October 9, 2015 / Posted by:

Usually steam rises up into Goopy Paltrow’s parts. But after she finds out about Robert Downey Jr.’s pay raise, organic, filtered steam is going to shoot out of her ears, b-hole, mouth and everywhere else. Goopy is going to rage. Goopy recently spoke about the wage gap in Hollywood and she said this about how RDJ’s salary:

“Look, nobody is worth the money that Robert Downey Jr. is worth. But if I told you the disparity, you would probably be surprised.”

That wage gap is about to get a whole lot wider.

Forbes reported that last year, RDJ brought in $80 million and most of that money came from the back-end (wink wink) of Avengers: Age of Ultron. RDJ also reportedly got $40 million to play Iron Man again in Captain America: Civil War. Well, RDJ’s going to need a much bigger checking account if Bleeding Cool is right.

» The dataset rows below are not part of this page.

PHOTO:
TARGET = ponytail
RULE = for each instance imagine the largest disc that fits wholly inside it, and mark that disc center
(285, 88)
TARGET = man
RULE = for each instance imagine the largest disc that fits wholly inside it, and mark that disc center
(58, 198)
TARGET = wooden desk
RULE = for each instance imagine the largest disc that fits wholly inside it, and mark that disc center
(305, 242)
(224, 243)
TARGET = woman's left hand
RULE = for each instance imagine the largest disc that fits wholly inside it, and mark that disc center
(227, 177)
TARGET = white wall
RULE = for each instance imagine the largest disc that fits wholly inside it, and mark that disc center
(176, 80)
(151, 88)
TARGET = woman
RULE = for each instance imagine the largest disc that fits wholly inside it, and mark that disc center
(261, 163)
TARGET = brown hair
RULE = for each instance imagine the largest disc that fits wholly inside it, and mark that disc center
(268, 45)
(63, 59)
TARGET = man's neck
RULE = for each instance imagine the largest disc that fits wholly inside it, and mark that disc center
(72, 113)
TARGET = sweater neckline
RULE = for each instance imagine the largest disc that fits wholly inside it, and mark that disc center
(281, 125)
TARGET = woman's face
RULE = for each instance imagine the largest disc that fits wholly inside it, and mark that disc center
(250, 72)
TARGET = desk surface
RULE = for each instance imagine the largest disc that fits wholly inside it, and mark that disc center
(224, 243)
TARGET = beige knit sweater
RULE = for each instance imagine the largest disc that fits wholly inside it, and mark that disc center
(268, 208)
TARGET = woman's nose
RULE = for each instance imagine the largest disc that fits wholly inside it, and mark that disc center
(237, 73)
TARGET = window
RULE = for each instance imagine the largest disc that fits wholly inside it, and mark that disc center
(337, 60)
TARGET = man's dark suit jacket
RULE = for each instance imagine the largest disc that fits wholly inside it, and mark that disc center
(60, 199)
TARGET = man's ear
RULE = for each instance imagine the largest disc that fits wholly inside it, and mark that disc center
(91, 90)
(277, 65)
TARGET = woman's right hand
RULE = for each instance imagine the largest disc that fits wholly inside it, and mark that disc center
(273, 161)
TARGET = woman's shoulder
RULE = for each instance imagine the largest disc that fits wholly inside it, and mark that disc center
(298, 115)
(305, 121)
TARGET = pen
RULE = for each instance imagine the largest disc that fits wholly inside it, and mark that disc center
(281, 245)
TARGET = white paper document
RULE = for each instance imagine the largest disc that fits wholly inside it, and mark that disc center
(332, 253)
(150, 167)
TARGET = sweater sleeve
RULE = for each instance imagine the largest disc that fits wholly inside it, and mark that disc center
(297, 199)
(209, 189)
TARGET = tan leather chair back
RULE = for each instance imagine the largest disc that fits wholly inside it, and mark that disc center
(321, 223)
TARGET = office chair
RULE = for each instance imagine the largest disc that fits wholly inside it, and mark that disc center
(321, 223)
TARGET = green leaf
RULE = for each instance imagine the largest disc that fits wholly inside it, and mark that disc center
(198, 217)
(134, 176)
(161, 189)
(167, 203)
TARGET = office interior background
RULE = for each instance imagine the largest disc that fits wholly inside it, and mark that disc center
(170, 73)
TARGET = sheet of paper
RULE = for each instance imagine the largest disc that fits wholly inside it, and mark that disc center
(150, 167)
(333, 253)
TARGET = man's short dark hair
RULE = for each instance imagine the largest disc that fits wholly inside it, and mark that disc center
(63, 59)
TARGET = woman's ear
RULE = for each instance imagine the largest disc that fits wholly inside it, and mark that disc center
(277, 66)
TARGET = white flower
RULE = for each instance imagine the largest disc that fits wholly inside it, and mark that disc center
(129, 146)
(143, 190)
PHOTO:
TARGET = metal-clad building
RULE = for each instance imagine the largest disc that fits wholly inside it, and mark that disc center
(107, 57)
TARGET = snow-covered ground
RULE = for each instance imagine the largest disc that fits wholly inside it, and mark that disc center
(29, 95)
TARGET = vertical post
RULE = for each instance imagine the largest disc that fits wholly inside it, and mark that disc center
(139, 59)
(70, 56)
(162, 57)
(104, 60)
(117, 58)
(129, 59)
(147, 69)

Bleeding Cool says that the next two Avenger movies, Infinity War Part One and Two, will have a combined budget of $1 billion. $400 million of that $1 billion will be used to pay the main cast, director, producers and screenwriters. And of that $400 million, half of it will go into RDJ’s cleavage, meaning he’s going to make $200 million for both movies.

$200 million?!!!

Each of those Avengers movies will most likely make more than $1 billion each worldwide, but still. I agree with Goopy and I can’t believe I typed that.

Since I have a gutter brain that’s always thinking about man ass, my first thought was that he’s getting paid $200 million and he doesn’t even get naked in that shit. You know how in Working Girl when Joan Cusack is going through Sigourney Weaver’s closet and she picks up a dress and says, “Six thousand dollars?! It’s not even leather!” I used the same tone she used to say, “Two hundred million dollars?! He doesn’t even get naked!

But get money, RDJ. And congrats to his managers and agents who probably came their genitals off after they made that deal. The good news is that they’re so rich that they can buy new genitals.